To The Herald-Whig:
It should surprise no one that QHS is having trouble meeting the requirements of No Child Left Behind.
The goal of NCLB, as stated in the text of the law found at www.ed.gov, is "... all students ... will meet or exceed the State's proficient level of academic achievement on the State assessments. ..."
Any sixth-grader can identify one or two kids in their class who are "geniuses" and a few who are not so bright. Sixth-graders understand the harsh reality that some of their peers are really smart, and some are not. That some of their peers could make it through medical or law school, and some will be lucky to graduate high school. Even without the complications of broken homes, poverty, etc., we are all born with some innate level of mental ability. We may be equal before the law, but we are not all the same.
Congress was arrogant enough to believe that simply by passing a law, they could alter this reality. They ignored what every sixth-grader knows and decreed that all students must pass a test by the end of the 2013-14 school year. A sharp sixth-grader could have told Congress that there are only two possible outcomes of NCLB. Either tests standards must be low enough that the not-so-bright can score proficient, or, more reasonable testing standards will guarantee failure of all schools because their not-so-bright won't be able to pass.

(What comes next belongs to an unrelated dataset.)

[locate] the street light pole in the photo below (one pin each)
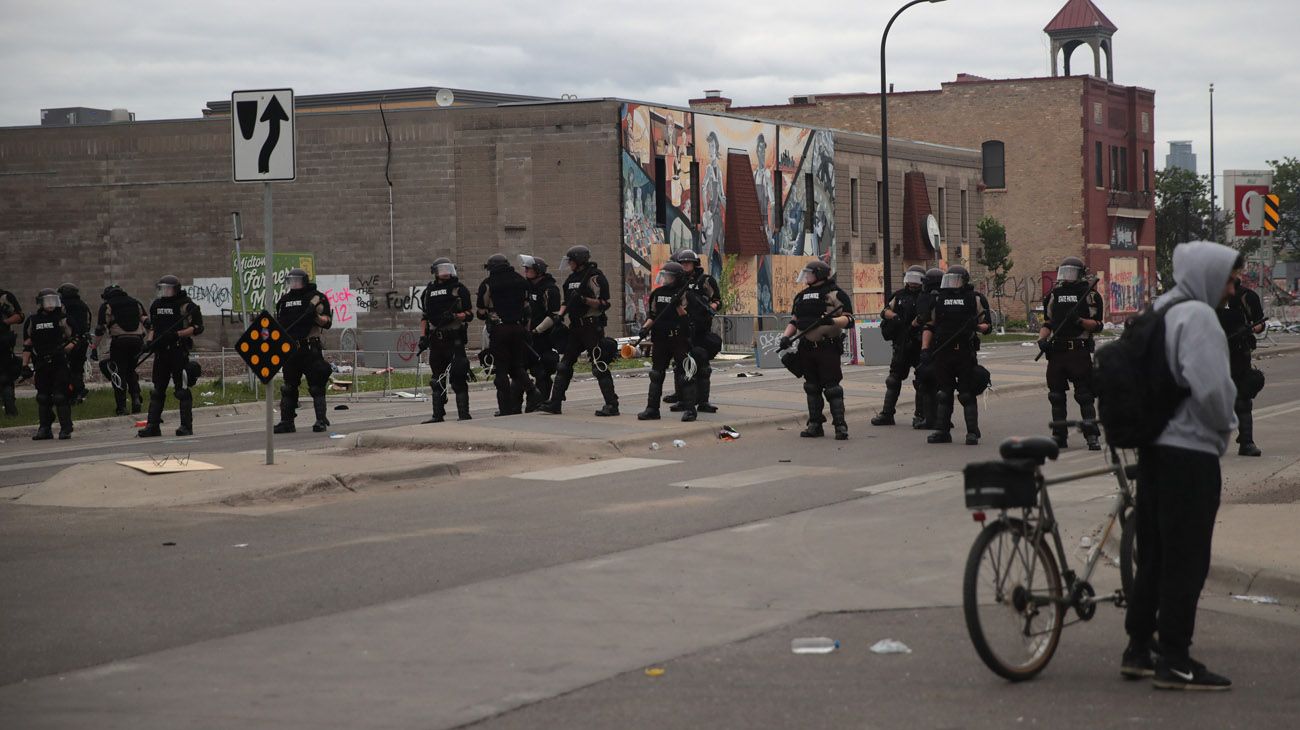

A friend has a child who reads three grades above grade level. The child's teacher graduated from teacher's college a few years ago. When my friend asked the teacher if she could find some material to challenge her child, the teacher told her that in college, they were taught how to help the underachievers, but not the overachievers. Today's teachers are learning how to teach to the lowest, at the expense of the brightest. Sort of like putting all the fertilizer on the gravel driveway and expecting it to grow as good a crop as the field next to it.
NCLB was designed to fail by a bunch of lawyers who chose to ignore sixth-grade common sense. It has pushed American education strongly toward mediocrity while costing billions. Now is a good time to write to our legislators and ask them to scrap NCLB and return control to teachers. If you do, please, keep it at sixth-grade level.